In Bristol, CND, Trident Ploughshares, and XR Peace organised an ambitious four-day Peace Gathering, which began and ended with die-ins, in Castle Park in central Bristol (above).

As well as the ‘longest banner drop in Bristol’ (91m along Finzel’s Reach Bridge over the harbour), there was a leafleting-and-banner action outside the MOD defence centre at Filton Abbey Wood, plus socially-distanced workshops, talks and films in the park.

There were also daily video-linkups with other groups fasting and vigilling around the UK and internationally.

Flowers and cranes

Perth in Scotland and two groups in south-east England had two-part events on Hiroshima Day, 6 August.

In Perth, there had been a plan to have a public gathering at the Peace Pole in a city park, after a two-hour socially-distanced High Street vigil.

Because of lockdown restrictions, the gathering had to be cancelled, but a handful of people gathered there for silent reflection and a few readings.

In Kingston, six members of Kingston Peace Council/CND took up socially-distanced positions in the main shopping street, each holding a placard.

Later, on the banks of the Thames, Kingston mayor, councillor Margaret Thompson, joined a commemoration in her first official outdoors event since the beginning of the lockdown.

After a two-minutes silence, white flowers were thrown onto the river.
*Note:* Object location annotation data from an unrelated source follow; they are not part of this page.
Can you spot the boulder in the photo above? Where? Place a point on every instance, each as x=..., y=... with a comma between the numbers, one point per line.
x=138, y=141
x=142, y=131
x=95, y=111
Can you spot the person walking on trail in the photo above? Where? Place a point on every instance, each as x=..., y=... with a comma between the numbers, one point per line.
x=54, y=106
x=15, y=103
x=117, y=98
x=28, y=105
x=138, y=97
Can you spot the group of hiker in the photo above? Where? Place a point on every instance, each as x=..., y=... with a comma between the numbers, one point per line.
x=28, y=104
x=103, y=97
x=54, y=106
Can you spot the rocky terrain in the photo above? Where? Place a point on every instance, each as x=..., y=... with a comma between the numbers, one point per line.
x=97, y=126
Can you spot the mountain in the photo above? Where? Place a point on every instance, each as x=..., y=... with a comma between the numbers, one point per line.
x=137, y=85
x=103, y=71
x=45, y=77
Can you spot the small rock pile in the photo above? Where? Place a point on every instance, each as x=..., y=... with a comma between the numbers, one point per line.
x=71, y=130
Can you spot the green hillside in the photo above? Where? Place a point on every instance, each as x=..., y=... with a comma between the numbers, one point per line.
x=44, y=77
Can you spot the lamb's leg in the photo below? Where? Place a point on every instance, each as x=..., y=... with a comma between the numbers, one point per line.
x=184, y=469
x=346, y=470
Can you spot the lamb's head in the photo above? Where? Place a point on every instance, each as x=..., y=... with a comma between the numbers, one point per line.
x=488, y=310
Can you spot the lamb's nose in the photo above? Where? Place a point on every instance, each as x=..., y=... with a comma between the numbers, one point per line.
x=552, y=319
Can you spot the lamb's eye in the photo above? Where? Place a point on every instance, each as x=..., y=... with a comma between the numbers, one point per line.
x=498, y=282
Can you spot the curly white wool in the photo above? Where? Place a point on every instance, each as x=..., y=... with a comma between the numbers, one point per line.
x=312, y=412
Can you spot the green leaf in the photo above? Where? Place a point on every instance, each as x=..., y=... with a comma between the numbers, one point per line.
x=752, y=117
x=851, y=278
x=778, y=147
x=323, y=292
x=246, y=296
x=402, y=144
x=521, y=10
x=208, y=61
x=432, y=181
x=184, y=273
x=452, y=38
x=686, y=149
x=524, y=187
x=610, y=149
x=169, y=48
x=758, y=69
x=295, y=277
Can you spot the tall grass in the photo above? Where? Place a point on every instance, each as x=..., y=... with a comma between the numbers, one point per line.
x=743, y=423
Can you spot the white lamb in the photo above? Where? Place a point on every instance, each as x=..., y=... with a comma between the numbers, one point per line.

In Brighton, at lunchtime, the Women’s International League for Peace and Freedom (WILPF) tied a wreath made of paper peace cranes to the Peace Statue on the seafront in Hove.

In the evening, WILPF tied peace cranes to a tree it had planted in a local park on the 40th anniversary of the Hiroshima attack.

The mayor, councillor Alan Robins, and other Labour party councillors who attended, told WILPF afterwards that they intend to put a motion to Brighton and Hove council supporting the Treaty on the Prohibition of Nuclear Weapons.